We don’t want to come up with URIs for every link in our linked list, so we use blank nodes to structure our data without them.

Motivation

But sometimes we want URIs for blank nodes, even though they were invented to avoid that! Suppose you came across the graph in the first example:

Maybe someone emailed it to you, or you found it on the ground, or a USB stick fell out of the sky. And suppose you wanted to reference the blank node in a graph of your own:

Hey, I think I know that guy! Here are some more facts about him…

There’s no clear way to do this! Ideally we’d be able to eat our cake and have it too: blank nodes should be a convenience for authors, but also shouldn’t prevent future authors from linking to them unambiguously. But how?

Skolemization

The RDF spec has a section on “skolemization”, which is what they call the process of replacing blank nodes with globally unique URIs:

In situations where stronger identification is needed, systems MAY systematically replace some or all of the blank nodes in an RDF graph with IRIs. Systems wishing to do this SHOULD mint a new, globally unique IRI (a Skolem IRI) for each blank node so replaced.

The spec prescribes minting well-known URIs with the registered name genid to get URIs that look like this:

http://example.com/.well-known/genid/d26a2d0e98334696f4ad70a677abc1f6

It’s hard to tell exactly what kind of situation is meant by the vague reference to “systems” in the spec. This is probably intentional - the authors don’t want to make assumptions or prescriptions about how RDF data will be used - but some centralized entity will have to do the work of choosing a domain name and generating the unique identifiers. This is an unfortunate fallback for a data model designed for the open web!

Problems with skolemization

Consider a prototypical user story: a library publishes an RDF dataset describing their catalog, and uses linked lists to represent the sequence of books in a series. One book series was adapted into a movie, and later, a movie database application wishes to reference one of the library’s linked lists in an RDF dataset of their own. Unless the library anticipated this need and generated well-known URIs to replace their blank nodes, the movie application has no way of referencing them.

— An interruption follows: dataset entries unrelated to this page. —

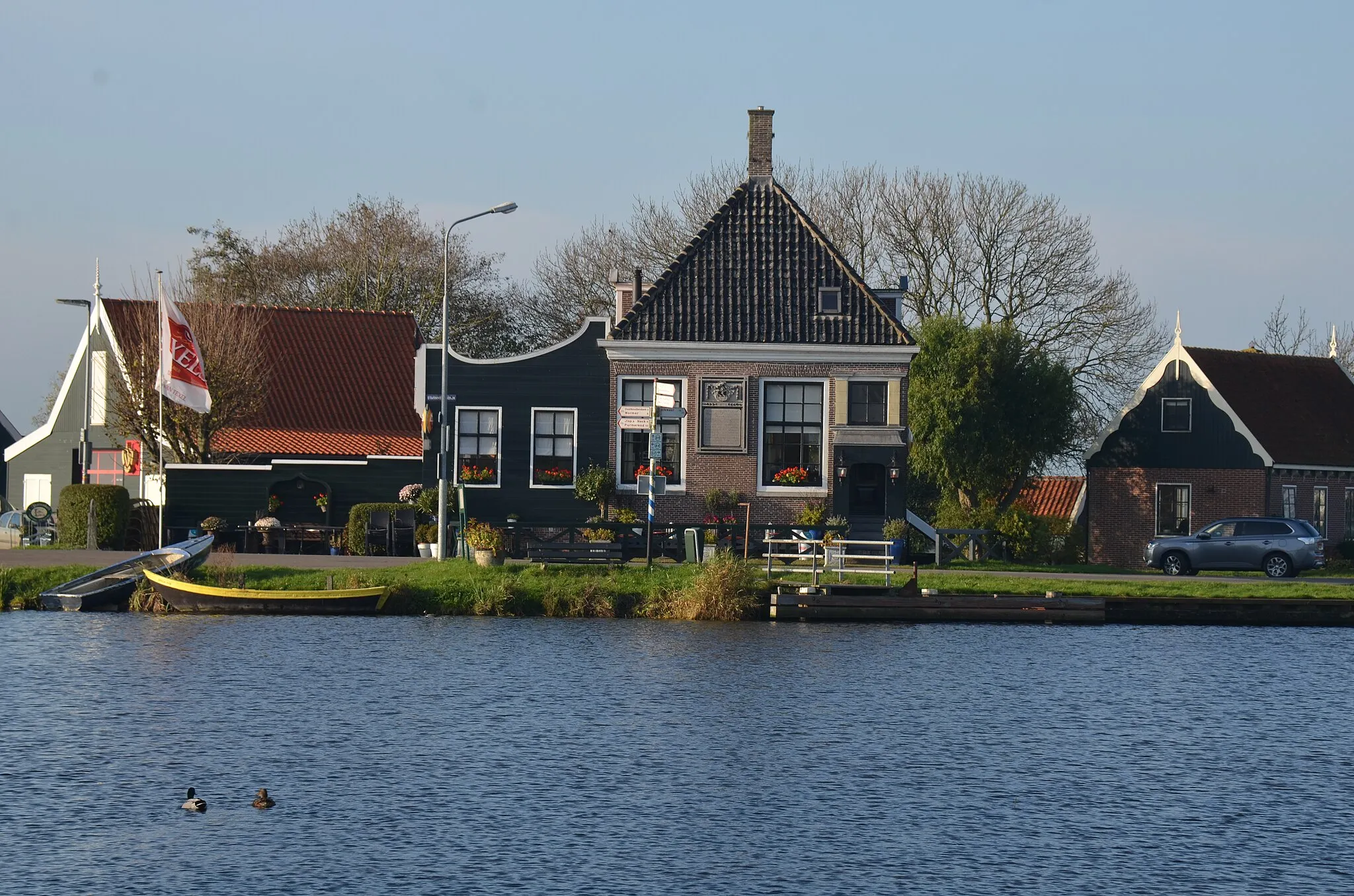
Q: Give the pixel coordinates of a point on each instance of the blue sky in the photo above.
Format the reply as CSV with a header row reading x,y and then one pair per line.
x,y
1208,143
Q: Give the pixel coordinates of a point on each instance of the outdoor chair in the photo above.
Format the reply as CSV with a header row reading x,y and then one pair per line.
x,y
403,534
378,531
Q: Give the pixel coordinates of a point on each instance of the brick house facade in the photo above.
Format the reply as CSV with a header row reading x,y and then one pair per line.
x,y
1215,433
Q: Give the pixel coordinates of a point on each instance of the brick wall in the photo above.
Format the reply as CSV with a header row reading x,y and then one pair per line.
x,y
1121,505
738,471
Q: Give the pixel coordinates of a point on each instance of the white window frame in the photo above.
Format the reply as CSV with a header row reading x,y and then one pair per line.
x,y
1157,508
818,492
456,457
829,289
1326,509
686,445
1189,404
531,468
98,389
1284,502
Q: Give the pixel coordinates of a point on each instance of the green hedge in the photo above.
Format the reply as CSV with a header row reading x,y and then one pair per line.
x,y
358,520
111,507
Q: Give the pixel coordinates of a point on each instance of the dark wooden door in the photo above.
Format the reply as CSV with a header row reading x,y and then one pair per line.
x,y
865,485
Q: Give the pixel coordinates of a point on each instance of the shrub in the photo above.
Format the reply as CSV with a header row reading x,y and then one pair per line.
x,y
358,521
596,485
111,508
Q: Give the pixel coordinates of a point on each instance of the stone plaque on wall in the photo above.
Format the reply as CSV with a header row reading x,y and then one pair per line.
x,y
723,422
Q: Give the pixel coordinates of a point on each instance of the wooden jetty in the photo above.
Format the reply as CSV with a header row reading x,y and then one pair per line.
x,y
867,603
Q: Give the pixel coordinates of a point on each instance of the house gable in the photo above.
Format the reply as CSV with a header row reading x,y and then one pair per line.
x,y
753,275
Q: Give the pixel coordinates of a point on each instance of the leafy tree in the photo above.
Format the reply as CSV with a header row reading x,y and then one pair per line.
x,y
988,410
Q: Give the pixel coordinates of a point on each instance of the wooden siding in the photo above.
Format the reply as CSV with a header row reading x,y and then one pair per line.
x,y
1211,444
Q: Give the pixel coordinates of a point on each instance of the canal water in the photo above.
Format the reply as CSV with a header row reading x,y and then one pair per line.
x,y
488,755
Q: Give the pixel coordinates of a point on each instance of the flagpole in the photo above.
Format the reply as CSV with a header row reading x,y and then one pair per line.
x,y
160,433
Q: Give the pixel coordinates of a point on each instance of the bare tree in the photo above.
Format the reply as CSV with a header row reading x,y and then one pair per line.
x,y
235,360
374,255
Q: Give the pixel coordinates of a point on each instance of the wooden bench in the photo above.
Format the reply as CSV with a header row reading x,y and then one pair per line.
x,y
576,552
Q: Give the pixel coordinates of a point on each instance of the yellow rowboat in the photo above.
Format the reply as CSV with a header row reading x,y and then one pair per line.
x,y
188,597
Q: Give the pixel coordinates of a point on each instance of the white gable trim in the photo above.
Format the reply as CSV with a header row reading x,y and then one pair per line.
x,y
1178,354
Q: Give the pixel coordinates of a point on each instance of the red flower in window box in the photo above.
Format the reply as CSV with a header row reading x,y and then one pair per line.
x,y
470,472
658,471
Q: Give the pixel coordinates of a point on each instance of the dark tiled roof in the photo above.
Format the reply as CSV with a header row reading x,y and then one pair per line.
x,y
342,374
752,275
1300,409
1053,496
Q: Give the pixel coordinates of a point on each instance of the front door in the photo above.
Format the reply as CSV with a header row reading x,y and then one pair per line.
x,y
865,484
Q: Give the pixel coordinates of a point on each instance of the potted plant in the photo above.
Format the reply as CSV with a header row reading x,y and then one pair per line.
x,y
487,542
266,527
895,531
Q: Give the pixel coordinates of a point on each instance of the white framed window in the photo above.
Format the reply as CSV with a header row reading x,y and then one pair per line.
x,y
633,444
1173,507
98,389
1177,414
478,441
829,299
793,443
553,447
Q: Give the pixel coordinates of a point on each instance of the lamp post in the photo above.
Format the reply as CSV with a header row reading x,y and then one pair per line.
x,y
85,431
443,431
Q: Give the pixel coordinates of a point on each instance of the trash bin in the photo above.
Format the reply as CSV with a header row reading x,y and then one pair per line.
x,y
695,544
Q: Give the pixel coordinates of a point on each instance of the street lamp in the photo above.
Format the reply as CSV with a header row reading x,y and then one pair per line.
x,y
443,431
85,431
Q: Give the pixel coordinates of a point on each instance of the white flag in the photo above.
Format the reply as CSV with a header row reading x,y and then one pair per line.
x,y
182,377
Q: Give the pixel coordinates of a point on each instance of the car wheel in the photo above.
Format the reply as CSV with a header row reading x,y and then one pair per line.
x,y
1277,566
1175,564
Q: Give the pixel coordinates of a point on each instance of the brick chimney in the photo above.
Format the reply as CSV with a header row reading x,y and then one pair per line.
x,y
758,143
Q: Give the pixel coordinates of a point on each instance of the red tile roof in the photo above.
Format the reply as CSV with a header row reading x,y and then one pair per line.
x,y
343,382
1053,496
1300,409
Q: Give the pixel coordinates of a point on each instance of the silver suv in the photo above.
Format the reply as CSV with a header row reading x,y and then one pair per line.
x,y
1280,547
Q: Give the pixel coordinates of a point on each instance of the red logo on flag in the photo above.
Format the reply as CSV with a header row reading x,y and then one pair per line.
x,y
187,363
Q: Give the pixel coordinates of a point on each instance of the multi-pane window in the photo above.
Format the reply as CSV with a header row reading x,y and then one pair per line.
x,y
106,467
553,449
634,443
867,404
1172,509
1175,414
477,445
793,435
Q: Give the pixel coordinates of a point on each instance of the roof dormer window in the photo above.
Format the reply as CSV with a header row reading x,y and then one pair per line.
x,y
829,299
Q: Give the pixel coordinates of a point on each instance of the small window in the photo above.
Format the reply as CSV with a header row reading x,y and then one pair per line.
x,y
1173,509
1175,414
553,449
867,404
829,301
477,445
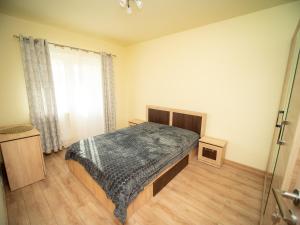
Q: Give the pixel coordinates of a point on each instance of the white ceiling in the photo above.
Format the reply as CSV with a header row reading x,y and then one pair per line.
x,y
105,18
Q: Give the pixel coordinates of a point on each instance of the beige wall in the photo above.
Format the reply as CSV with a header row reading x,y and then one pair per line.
x,y
232,70
13,98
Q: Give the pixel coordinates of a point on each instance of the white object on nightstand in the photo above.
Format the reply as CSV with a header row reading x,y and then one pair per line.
x,y
212,151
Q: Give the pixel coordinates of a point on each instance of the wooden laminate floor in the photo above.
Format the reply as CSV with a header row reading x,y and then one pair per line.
x,y
200,195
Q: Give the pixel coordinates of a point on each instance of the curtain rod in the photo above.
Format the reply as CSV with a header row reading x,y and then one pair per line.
x,y
67,46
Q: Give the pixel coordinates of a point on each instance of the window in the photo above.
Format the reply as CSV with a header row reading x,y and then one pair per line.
x,y
79,96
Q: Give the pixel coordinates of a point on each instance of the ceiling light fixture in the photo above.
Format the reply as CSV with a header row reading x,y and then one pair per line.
x,y
126,4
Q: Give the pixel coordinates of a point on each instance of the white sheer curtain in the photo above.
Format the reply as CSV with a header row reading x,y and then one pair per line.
x,y
78,87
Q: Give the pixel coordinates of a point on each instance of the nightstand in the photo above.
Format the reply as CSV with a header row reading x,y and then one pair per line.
x,y
134,122
23,158
212,151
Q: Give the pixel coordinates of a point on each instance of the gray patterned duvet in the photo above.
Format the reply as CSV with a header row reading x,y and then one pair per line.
x,y
125,161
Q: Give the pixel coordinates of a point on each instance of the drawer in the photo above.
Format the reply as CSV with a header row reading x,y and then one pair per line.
x,y
210,154
23,160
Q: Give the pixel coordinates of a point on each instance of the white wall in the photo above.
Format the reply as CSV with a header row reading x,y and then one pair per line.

On the other hand, if the movie application generates well-known URIs for the library’s blank nodes, then there’s no effective link to the library’s dataset at all. Out of context, the well-known URI is no more useful than another blank node, since it leaves a user with no way to find out more about its referent from other sources, which is the fundamental premise of linked data.

Indexing datasets

Since blank nodes are strictly “scoped” to a dataset, the problem of identifying blank nodes reduces to the problem of identifying datasets. Given a URI for a dataset in a serialization that assigns local labels to every blank node, we could address blank nodes using fragment identifiers.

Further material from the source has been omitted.